Su familia le puso un alto. Sus hijos le pidieron que dejara de acompañarlos a la escuela; los
avergonzaba. Su esposa lo amenazó con mudarse; lo que para ella comenzó como una gracia,
como una ocurrencia alocada, ahora y a su juicio se estaba volviendo insoportable.
Sin embargo, él ya no lo podía evitar. Había abierto la caja de Pandora con esa primera
pregunta y la catarata desbordó. Ahora argumentaba cada cosa que veía, que olía y que tocaba.Miraba hacia el cielo aloque y no le encontraba sentido ni razón. «¿Por qué incluso las estrellas
son de ese mismo color?»
Pronto descubrió que no era el único. En la oscuridad de un callejón bermejo, un grupo de
entusiastas se juntaba dentro de un local clandestino y fuera de toda ley. Vencidos sus primeros
miedos, allí conoció a una mujer que juraba haber visto un color diferente. Había sido durante
un viaje a las tierras del norte, en donde un destello la sorprendió.
—¿Y cuál era ese color?
Pero no supo responder. Solo pudo describirlo como «algo muy claro», por un segundo o
dos.
Aturdido por esa idea, regresó a su casa para encontrarse con la policía en la puerta. Lo
habían seguido y ahora debía afrontar las consecuencias. Pasó una noche encerrado y a la
mañana siguiente su esposa pagó la fianza. Fue lo último que hizo por él.
Tiempo después, ya no salía a la calle, había dejado de asearse y comía lo que en sus
alacenas quedaba, hasta que en un arranque incongruente rompió su alcancía y se embarcó en
una aventura hacia el norte. Quería ver lo que aquella mujer había visto. Quería el destello.
Esperó y esperó. Pasaron días, meses, años… aunque nunca sucedió. Agobiado por su
propia idiotez y resignado por haberlo perdido todo, pensaba en acabar con su vida cuando un
viejo se le acercó.
—Dicen por ahí que buscas el «brillo» —le dijo.
—¿Qué sabe sobre eso?
—Que es el principio y el fin.
Debía ser otro de esos profetas. Según las noticias, cada vez eran más. Parecían
multiplicarse.
—Primero aparece uno débil que dura muy poco —añadió el viejo—, pero el segundo…
Oh, el segundo…
—¿El segundo qué?
—Desde aquí tendremos una vista privilegiada.
—¿Qué?
—Ya no tardará. Mira hacia arriba sino quieres perdértelo.

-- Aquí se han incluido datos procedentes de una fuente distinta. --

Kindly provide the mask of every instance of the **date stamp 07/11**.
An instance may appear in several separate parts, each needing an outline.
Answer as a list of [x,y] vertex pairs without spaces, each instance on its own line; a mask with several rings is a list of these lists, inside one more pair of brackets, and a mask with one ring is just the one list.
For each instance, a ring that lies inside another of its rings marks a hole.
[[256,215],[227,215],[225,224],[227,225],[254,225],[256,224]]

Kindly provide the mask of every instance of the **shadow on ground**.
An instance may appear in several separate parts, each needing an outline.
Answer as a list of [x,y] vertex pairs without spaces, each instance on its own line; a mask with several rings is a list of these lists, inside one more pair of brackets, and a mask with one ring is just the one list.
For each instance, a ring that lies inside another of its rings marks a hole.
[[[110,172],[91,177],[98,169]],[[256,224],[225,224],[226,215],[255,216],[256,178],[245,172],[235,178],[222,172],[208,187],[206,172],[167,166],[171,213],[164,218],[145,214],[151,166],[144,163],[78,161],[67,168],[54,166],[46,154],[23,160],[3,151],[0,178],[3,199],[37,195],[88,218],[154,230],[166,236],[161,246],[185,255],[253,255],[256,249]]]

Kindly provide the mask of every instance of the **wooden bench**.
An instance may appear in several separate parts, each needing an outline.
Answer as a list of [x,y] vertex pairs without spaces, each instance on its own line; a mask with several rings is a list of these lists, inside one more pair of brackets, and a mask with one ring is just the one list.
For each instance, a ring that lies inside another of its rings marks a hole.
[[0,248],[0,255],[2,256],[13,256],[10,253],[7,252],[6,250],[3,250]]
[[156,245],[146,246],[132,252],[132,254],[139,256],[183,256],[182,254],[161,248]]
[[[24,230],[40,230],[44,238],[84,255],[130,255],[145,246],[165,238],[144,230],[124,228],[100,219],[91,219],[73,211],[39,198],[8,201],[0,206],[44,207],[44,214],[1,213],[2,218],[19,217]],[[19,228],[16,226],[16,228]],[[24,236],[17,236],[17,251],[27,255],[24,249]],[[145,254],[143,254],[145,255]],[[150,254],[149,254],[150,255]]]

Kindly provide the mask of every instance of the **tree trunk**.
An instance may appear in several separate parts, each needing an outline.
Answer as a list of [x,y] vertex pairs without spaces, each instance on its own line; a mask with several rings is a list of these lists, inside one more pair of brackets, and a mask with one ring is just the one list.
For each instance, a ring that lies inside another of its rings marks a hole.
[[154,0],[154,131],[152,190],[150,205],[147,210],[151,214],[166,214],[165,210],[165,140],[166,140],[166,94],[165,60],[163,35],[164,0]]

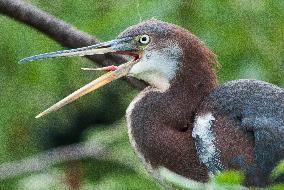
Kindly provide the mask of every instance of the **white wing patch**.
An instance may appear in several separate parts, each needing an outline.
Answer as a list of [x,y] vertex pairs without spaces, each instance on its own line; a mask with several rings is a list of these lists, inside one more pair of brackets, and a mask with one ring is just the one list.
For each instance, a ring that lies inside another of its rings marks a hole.
[[192,131],[199,159],[207,166],[209,175],[216,174],[224,168],[220,161],[219,151],[215,146],[215,135],[212,128],[214,121],[212,113],[197,116]]

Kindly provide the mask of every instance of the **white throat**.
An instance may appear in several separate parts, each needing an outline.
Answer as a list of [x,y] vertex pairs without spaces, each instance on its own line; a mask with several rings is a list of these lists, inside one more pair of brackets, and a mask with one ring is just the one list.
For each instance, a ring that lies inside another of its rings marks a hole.
[[167,43],[168,46],[160,51],[145,51],[145,54],[129,71],[130,76],[148,82],[160,91],[166,91],[178,70],[178,58],[181,49],[176,43]]

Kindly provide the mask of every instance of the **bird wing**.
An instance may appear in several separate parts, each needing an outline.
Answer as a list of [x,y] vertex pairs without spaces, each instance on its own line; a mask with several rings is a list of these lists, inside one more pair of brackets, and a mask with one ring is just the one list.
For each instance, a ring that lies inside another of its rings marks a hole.
[[241,123],[247,133],[253,134],[254,159],[263,175],[269,175],[284,159],[284,123],[277,117],[246,117]]
[[252,184],[269,183],[272,169],[284,159],[283,97],[283,89],[254,80],[233,81],[209,94],[192,131],[209,173],[241,169]]

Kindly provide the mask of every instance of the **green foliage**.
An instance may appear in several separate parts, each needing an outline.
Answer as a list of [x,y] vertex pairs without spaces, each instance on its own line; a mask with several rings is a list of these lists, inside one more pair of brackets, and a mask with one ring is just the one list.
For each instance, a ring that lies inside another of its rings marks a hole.
[[[155,17],[172,22],[192,31],[218,55],[221,83],[253,78],[284,85],[282,0],[29,2],[102,40],[115,38],[140,20]],[[80,189],[161,189],[128,142],[124,114],[138,91],[116,81],[55,114],[35,120],[40,111],[102,73],[81,71],[81,67],[94,66],[84,58],[19,65],[26,56],[63,48],[12,19],[0,16],[0,23],[0,164],[52,147],[96,140],[108,147],[108,153],[100,160],[76,163],[75,168],[81,172]],[[68,182],[62,179],[72,173],[73,165],[66,163],[7,179],[1,181],[0,189],[64,189]],[[272,178],[281,172],[283,162]],[[218,184],[238,184],[243,178],[240,173],[226,172],[215,180]]]
[[284,174],[284,160],[279,162],[279,164],[273,169],[271,173],[271,178],[272,180],[275,180],[283,174]]

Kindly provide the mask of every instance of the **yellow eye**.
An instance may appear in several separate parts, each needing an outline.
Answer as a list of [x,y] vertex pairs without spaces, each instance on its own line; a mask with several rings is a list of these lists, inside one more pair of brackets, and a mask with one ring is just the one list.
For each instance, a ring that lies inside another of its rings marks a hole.
[[144,45],[149,44],[149,42],[150,42],[150,36],[148,36],[147,34],[144,34],[144,35],[140,36],[139,42],[140,42],[141,44],[144,44]]

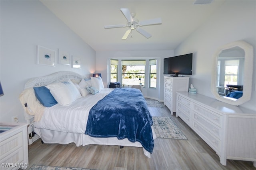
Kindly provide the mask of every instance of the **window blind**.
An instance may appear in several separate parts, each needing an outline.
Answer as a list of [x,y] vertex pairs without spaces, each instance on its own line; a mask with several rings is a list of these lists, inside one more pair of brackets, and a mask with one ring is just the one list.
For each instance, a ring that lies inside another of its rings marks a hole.
[[122,60],[123,65],[145,65],[146,60]]
[[156,60],[155,59],[150,59],[149,60],[149,65],[156,65]]
[[225,60],[225,65],[239,65],[239,60]]
[[118,65],[118,59],[111,59],[110,63],[111,65]]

—Perdón, ¿qué?Sucedió muy rápido, tanto que no le dio tiempo a pensar. Al principio se escuchó un
estruendo, un chirrido molesto, y un aroma muy cítrico se esparció en el ambiente. Luego vino
el fulgor. Un centelleo que fue cobrando fuerza hasta estallar en un prisma poderoso.
La gente gritaba aterrada. Los locos bailaban porque tenían razón.
Por primera vez, el cielo dejó atrás el rojo; las calles, el carmesí. Una gran ola, inmensa y
diabólica, se alzó destiñendo el color habitual de la vasta ciudad, arrasando a su paso entre
desechos y espuma.
Y así, con un simple lavado de esponja y detergente, el mundo de los taninos llegó a su fin.